Actions sur le document

661- Diverses aides pour les SDF, et autres personnes sans ressources.

Par Jea

Inclusion sociale

89 7
  • Description
  • Commentaires
  • Diverses aides pour les personnes SDF, et autres personnes sans ressources (fringues - casiers - repas).

    C'est une idée de ma fille, de 18 ans.
    D'après elle, trop de gens jettent leurs fringues (pas bien !), ou les refilent à Oxfam, Terre etc.,qui eux, les revendent, à prix très abordables. Bien !

    L'autre fois, j'ai fait 4 magasins de ce type pour trouver des chemises pour un de mes amis SDF de la Gare. Aucune n'a voulu me les donner. Il fallait que je paie, alors que j'ai moi-même un budget restreint.

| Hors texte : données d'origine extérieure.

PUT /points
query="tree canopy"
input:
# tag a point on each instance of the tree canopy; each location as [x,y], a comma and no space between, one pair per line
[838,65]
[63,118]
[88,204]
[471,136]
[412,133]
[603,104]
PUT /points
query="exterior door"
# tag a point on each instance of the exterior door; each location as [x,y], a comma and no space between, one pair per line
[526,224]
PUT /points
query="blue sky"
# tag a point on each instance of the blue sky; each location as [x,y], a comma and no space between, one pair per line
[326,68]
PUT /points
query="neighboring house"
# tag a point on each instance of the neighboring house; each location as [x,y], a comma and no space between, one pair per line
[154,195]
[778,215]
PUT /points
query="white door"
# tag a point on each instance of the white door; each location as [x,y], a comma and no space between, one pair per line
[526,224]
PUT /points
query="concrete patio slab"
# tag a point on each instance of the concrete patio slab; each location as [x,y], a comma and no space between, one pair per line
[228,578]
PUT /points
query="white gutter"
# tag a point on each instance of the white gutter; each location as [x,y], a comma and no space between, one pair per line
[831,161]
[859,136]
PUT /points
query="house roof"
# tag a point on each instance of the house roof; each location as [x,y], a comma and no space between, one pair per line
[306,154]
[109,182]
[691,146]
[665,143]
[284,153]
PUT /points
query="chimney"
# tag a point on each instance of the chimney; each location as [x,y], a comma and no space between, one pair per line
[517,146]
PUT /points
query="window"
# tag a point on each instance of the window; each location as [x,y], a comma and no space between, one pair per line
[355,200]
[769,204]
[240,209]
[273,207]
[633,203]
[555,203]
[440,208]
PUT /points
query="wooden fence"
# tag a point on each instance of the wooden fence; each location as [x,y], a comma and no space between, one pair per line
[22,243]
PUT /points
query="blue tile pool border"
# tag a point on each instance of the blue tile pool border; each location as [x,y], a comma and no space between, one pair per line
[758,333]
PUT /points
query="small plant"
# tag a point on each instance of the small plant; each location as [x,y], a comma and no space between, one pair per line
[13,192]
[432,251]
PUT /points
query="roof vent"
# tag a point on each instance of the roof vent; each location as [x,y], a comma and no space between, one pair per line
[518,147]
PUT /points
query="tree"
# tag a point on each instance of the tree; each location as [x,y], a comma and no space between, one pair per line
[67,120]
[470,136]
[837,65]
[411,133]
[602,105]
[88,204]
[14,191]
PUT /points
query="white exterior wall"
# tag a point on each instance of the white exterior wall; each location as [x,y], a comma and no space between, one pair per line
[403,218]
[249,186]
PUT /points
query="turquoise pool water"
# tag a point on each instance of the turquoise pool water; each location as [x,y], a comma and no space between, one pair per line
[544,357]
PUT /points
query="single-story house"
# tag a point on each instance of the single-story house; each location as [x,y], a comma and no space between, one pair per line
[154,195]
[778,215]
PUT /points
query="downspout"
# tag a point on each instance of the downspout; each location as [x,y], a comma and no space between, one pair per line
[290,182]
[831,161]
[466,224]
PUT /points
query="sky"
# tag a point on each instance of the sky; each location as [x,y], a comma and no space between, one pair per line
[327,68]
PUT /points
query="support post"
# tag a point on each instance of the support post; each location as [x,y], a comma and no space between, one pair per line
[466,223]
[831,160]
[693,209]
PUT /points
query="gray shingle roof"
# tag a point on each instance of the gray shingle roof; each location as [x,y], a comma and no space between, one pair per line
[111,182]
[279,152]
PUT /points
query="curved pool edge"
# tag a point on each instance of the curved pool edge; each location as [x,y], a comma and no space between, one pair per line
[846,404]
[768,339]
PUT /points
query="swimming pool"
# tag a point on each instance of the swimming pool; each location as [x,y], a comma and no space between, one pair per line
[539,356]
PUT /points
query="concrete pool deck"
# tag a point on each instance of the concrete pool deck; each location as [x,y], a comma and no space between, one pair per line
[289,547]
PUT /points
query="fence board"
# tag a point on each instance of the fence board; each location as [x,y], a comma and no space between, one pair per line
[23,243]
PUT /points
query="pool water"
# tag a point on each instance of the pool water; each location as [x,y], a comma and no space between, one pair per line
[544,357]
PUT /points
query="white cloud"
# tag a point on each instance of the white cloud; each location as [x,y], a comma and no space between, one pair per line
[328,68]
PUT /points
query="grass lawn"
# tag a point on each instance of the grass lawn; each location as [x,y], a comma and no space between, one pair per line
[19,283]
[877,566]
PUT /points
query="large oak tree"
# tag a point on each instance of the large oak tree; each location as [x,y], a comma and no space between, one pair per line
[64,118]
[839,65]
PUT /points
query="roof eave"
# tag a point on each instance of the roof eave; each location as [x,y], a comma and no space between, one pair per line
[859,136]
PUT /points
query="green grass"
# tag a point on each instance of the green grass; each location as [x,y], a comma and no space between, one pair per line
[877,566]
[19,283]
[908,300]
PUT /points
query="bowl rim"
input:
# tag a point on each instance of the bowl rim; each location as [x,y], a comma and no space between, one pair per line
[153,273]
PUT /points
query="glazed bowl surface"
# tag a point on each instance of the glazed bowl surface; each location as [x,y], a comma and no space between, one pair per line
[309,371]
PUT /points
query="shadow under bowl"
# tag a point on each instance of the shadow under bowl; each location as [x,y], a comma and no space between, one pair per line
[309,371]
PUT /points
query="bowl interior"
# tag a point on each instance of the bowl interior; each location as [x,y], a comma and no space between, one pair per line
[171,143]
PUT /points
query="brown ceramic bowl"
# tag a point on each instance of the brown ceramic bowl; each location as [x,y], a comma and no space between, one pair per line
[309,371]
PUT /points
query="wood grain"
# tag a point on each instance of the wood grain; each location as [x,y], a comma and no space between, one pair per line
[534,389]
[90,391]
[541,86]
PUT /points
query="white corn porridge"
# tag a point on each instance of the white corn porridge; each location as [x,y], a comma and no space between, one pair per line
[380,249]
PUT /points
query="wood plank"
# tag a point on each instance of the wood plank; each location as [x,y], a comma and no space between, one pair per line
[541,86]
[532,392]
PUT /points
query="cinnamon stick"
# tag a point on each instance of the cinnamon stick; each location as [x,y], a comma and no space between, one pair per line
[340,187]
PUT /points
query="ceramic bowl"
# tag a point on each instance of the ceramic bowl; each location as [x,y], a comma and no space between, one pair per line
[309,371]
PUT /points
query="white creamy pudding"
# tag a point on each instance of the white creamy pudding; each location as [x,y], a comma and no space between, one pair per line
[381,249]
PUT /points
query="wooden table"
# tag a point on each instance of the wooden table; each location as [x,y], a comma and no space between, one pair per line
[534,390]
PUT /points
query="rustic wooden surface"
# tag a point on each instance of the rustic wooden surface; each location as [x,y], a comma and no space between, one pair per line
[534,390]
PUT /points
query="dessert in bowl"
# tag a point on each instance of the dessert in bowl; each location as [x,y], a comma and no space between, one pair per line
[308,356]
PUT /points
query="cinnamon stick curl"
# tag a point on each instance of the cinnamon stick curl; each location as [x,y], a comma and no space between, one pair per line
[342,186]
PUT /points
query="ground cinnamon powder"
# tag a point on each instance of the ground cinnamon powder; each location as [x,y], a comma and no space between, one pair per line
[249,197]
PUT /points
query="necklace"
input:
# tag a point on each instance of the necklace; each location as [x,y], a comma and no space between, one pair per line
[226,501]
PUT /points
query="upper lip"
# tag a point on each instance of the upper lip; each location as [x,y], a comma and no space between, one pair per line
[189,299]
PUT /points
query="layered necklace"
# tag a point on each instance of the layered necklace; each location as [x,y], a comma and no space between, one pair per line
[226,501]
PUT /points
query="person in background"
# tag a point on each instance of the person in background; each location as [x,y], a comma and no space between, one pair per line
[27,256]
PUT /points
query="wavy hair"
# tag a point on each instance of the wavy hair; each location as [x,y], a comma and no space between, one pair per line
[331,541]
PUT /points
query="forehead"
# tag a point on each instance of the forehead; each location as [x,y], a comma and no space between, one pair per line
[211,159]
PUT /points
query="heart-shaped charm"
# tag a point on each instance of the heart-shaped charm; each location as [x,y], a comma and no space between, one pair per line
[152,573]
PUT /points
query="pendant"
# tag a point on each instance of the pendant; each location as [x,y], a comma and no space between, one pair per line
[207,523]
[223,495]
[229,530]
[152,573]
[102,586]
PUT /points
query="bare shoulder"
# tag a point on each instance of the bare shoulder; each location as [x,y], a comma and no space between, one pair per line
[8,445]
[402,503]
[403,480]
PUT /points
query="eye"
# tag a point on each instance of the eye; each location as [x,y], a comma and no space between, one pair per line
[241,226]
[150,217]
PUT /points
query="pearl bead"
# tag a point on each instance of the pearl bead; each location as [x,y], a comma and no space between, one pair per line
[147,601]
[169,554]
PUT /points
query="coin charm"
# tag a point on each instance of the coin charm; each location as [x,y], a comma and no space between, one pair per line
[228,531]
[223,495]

    Bref, la gratuité devrait être possible. Pas pour encourager cet état de fait. Non, peu choisissent de vivre et de dormir dehors ou en Foyer, en squat,...
    Pour info, les personnes de la rue manquent souvent de l'élémentaire ; des slips, des chaussettes, une brosse à dent, un mouchoir, des chaussures...

    Dans le même ordre d'esprit, ma fille propose (elle n'est pas la seule) des casiers ouverts 24h/24 où les personnes peuvent laisser leurs fringues, leur couverture, leurs maigres bien quoi. A des prix défiant toute concurrence, vu leur absence de revenus fixes.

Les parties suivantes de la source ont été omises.